We do not agree – see questions 9 and 10. If the occupier is in occupation, then he must be in occupation under an agreement which is probably, therefore, oral and in those circumstances the default provisions will apply in which case it seems inappropriate to penalise the landlord. However, we can see that there is scope for there being a summary of the terms of the agreement in circumstances where there is an oral agreement, as opposed to where there has already been a written agreement (contrast this with question 20).

  1. We seek consultees’ views as to whether an ongoing sanction is required for cases where landlords still fail to provide a written agreement, despite the loss of rent. Do consultees feel that it would be useful and appropriate to create, in addition, a continuing criminal offence of failure to provide a written agreement by the end of the first two months of the agreement? (Paragraph 6.128)

Response

In view of our response to item 27, we do not agree. If the policy decision is that there should be a sanction, then in those circumstances we would consider that the loss of rent is sanction enough.

  1. We provisionally propose that the rent sanction should also apply wherever a written agreement is provided but which omits any of the issues prescribed in Part B and Part C of the agreement, but that this should not apply where all such terms are included in a written agreement but one or more term is found to be invalid. (Paragraph 6.133)

Response

We agree.

  1. We also provisionally propose that the written agreement should set out all the terms in full.
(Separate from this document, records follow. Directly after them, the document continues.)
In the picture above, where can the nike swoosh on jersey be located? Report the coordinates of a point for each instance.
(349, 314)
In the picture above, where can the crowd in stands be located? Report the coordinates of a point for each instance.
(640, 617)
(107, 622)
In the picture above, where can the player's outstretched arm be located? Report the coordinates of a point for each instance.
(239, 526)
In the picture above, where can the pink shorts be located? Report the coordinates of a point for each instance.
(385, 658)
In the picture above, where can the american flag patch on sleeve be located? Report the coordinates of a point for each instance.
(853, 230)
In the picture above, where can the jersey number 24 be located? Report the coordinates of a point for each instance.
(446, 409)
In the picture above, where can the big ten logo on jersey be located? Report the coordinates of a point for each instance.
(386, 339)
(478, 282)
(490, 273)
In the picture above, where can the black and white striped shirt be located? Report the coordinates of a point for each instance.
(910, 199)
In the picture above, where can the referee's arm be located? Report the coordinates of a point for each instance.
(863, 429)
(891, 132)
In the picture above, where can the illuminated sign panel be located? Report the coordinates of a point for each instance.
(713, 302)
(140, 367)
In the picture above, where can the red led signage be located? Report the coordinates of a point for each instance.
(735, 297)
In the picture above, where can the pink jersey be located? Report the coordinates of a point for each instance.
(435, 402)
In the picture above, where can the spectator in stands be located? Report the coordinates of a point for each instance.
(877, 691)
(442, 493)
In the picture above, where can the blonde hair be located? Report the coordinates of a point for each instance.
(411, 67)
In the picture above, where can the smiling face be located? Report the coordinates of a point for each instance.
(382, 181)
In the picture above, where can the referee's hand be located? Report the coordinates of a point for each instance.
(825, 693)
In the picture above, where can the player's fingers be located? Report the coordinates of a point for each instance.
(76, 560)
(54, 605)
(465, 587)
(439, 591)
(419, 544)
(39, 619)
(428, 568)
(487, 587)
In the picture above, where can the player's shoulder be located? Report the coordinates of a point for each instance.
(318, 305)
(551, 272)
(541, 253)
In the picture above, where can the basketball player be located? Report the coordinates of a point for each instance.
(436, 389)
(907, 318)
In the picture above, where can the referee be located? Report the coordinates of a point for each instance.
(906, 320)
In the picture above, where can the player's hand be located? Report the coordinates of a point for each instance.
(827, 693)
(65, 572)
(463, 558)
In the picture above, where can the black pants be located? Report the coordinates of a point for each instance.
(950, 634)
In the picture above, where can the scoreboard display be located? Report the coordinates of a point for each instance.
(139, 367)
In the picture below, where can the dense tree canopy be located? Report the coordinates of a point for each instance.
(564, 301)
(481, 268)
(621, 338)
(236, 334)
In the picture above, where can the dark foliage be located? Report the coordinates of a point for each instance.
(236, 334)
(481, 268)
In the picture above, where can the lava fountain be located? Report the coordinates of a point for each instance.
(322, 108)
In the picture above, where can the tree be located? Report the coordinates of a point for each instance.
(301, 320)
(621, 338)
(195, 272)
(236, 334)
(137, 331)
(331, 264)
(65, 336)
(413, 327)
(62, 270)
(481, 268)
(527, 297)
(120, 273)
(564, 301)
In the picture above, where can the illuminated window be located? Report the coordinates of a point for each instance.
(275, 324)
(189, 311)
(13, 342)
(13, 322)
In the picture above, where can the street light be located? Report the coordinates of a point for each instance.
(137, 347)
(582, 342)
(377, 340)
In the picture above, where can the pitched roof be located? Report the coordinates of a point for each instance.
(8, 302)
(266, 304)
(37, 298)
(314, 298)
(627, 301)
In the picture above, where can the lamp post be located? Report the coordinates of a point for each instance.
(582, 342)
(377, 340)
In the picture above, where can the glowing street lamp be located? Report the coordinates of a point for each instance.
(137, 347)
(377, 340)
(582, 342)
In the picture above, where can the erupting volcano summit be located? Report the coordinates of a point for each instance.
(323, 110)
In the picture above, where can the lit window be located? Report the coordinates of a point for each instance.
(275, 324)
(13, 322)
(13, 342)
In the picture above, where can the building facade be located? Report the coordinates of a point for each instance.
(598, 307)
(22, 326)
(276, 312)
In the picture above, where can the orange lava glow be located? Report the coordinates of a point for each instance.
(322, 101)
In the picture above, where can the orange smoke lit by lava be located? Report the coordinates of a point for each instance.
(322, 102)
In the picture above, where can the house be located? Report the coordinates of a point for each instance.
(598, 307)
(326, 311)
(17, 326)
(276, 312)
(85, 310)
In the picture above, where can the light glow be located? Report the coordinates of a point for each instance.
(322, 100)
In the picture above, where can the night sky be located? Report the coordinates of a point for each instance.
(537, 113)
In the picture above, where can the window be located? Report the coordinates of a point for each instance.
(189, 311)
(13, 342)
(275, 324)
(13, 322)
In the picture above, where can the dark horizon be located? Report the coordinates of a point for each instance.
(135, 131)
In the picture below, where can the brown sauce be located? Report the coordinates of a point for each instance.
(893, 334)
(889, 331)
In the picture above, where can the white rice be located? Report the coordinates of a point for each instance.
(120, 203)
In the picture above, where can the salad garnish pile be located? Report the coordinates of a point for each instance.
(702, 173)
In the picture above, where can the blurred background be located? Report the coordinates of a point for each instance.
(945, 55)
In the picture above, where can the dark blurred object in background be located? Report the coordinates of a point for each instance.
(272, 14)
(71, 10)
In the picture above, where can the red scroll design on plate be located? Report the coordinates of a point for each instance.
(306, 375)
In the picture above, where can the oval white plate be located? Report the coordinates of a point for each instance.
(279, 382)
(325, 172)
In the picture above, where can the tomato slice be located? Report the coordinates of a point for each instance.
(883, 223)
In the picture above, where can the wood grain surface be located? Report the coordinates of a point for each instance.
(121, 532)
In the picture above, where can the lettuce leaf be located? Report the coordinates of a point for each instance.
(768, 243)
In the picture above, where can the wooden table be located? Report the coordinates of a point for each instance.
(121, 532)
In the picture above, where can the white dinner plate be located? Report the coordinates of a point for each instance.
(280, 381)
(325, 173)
A mere reference to the statutory provisions containing the relevant terms would not be enough to meet the writing requirement. (Paragraph 6.134)

Response

We agree.

  1. If there is to be a criminal sanction, we invite consultees’ views as to whether it should be limited to cases of complete failure to provide a written agreement, rather than including cases where an agreement is provided but is incomplete. (Paragraph 6.135)

Response

We do not agree that there should be a criminal sanction.

  1. We provisionally propose that provision of information about the landlord should be treated as one of the matters on which written information must be provided, so any failure will attract the rent sanction we provisionally propose. (Paragraph 6.137)

Response

We agree.

  1. We invite views as to whether the threat of potential criminal proceedings in such circumstances might constitute a useful spur to compliance. (Paragraph 6.139)

Response

We do not agree. We suspect that in most cases where there has been a failure by a landlord to comply with existing landlord and tenant law for which there is criminal sanction, the failure is as a result of ignorance rather than a deliberate attempt to avoid some legal provision. Consequently, we believe that the threat of criminal proceedings will not work in the manner proposed.

Variation of agreements

  1. We provisionally propose that the list of matters prescribed for the default terms in Part C of the agreement should make provision for a clause allowing rent to be reviewable and revisable on an annual basis. (Paragraph 6.148)

Response

We agree although it may be that some provision has to be made existing Rent Act tenants whose rent can only be registered every two years at present.

  1. We invite views as to a whether non-rent variation clause should be included in the list of items prescribed for the default terms in Part C of the agreement or left wholly to negotiation between the parties. (Paragraph 6.155)

Response

We consider that it should be left wholly to negotiation between the parties.

  1. We provisionally propose that, to be enforceable, any variation to the agreement must be notified in writing by the landlord to the occupier. (Paragraph 6.157)

Response

We agree.

  1. We further provisionally propose that, following notification of a variation, the occupier should be entitled to require the landlord to supply a revised copy of the agreement. (Paragraph 6.158)

Response

If the situation if one where there is a written agreement as opposed to an oral agreement, then we agree.